Hauptstraße Süßebach: Arsen gefunden

Gift und entdeckter Teer werden auf Spezialdeponien gefahren. Der Bau indes steht: Eichigt hat sich 200.000 Euro Zuschuss extra vom Land erkämpft.

Süßebach.

Im Straßenkörper der Ortsdurchfahrt Süßebach sind Giftstoffe und Sonderabfall entdeckt worden. Die Belastung kam bei Untersuchungen vor dem bald startenden Straßen- und Gehwegbau ans Licht. "In der unteren Tragschicht ist DDR-Bitumen drin", verwies Planer Jens Persing vom Oelsnitzer Ingenieurbüro LSP auf teerhaltige Bestandteile. "Im Bankett haben wir Arsen gefunden. Das ist nicht selten bei der geogenen Grundbelastung in der Region", sagte er im Eichigter Gemeinderat. Die Schadstoffe - nicht als gefährlicher Abfall eingestuft - werden auf spezialisierte Deponien gebracht. Die Schadstoffe haben den Bau weiter verteuert.

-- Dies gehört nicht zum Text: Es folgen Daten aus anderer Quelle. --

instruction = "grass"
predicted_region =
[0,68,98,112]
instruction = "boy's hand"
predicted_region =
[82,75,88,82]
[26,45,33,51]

Dennoch: Seit Ende vergangener Woche steht die Finanzierung des Gesamtprojekts (Straße, Gehweg, Entwässerung Gasthof, Umfeld). Für diese waren erst Kosten von 486.000 Euro angesetzt worden, das einzige Angebot belief sich aber auf 890.000 Euro. Im Juni tat sich allein für die Gemeinde beim Gehweg eine Finanzierungslücke von 200.000 Euro auf. Für Bürgermeister Christoph Stölzel (parteilos) eine neue Belastungsprobe im langen Kampf um den Fußsteig. "Ich bin mit Kopfschmerzen ins Bett, hatte eine schlaflose Nacht und bin mit Kopfschmerzen wieder aufgestanden", beschrieb der 65-Jährige eine Talfahrt zwischen himmelhochjauchzend und zu Tode betrübt. Vorigen Donnerstag kam der erlösende Anruf der persönlichen Referentin von Hartmut Mangold, Staatssekretär im sächsischen Wirtschaftsministerium: Es gibt doch die erhofften zusätzlichen Fördermittel. Die Freude kommt bei Stölzel erst nach und nach. "Bei mir war die Luft raus." Nun ist sie wieder drin: Der Gemeinderat vergab am Montagabend einstimmig den Bauauftrag zum Gebot von 890.000 Euro an die Firma UTR. Die Schönbrunner Firma soll zwischen 30. Juli und 19. Oktober auf einer Länge von 360 Metern Straße und Fußweg bauen.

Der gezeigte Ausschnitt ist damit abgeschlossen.